A ressaca desse assaque pode ser
devastadora para quem deseja ver o cadáver do ex-presidente Lula exposto,
esquartejado, nos postes da Esplanada dos Ministério e participar da salga dos
escombros do Sindicato dos Metalúrgicos e da sede do PT em São Paulo.
E se o Ministério Público achar que
esse pedido é descabido?
E se, mesmo tendo seguimento no STF, os
ministros da Corte decidirem que o pedido é esdrúxulo?
E, pior para os advogados do quanto
pior melhor: e se Lula for absolvido, inocentado?
Um Lula inocentado, solto nas ruas, não
seria bem pior que um Lula suspeito para quem tanto o teme?
E para os que tanta ojeriza a ele
professam e confessam numa evidente expressão de inveja biográfica?
De recalque de classe?
Estamos numa República em que há
lavanderias de dinheiro em escala semelhante à existência de abatedouros
clandestinos de reputações.
Vivemos num país em que parte de uma
imprensa que agoniza em praça pública revogou a missão de questionar, de
investigar, de fazer as perguntas mais tortuosas às fontes mais amigas a fim de
brilhar intensamente por fugazes 15 segundos.
E creiam: aqui grassa também a lavagem
de fatos.

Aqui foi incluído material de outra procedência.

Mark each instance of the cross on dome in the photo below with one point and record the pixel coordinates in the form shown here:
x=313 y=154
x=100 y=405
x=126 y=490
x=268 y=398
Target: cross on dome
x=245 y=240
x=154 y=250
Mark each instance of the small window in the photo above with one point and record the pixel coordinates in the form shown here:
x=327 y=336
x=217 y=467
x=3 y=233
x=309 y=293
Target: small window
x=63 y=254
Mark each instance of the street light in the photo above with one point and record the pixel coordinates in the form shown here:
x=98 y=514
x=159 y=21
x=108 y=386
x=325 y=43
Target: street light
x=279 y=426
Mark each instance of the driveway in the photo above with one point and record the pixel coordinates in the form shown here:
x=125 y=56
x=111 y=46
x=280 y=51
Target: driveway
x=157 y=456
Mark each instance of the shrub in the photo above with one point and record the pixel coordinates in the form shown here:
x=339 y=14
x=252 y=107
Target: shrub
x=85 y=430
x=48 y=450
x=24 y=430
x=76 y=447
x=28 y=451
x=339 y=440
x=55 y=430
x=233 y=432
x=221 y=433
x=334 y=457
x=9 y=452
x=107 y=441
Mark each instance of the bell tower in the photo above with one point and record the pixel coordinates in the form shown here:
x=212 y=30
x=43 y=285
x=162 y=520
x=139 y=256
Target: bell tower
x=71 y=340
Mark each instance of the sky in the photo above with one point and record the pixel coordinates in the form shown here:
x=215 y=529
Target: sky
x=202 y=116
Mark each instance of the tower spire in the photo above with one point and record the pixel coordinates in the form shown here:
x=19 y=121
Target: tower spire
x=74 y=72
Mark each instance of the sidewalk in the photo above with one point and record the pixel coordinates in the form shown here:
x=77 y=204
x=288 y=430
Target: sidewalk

Ela se dá quando, esgotadas as possibilidades de se demonstrar a
veracidade de uma apuração, costura-se um rol de meias verdades, de
inferências, de mentiras, de histórias fantásticas e outras reais, desconexas
entre si, mas alinhavadas com nexo, e aí se leva a público um enredo
verossímil.
Depois disso, cabe aos acusados, ou às
vítimas e às suas carcaças, provar a verdade – porque as provas só são exigidas
da verdade. A mentira pode ser apenas verossímil se ela servir para confirmar o
que a bile quer ver confirmado a fim de atender ao comando do fígado que hoje
ocupa o lugar dos cérebros
na maioria das redações remanescentes.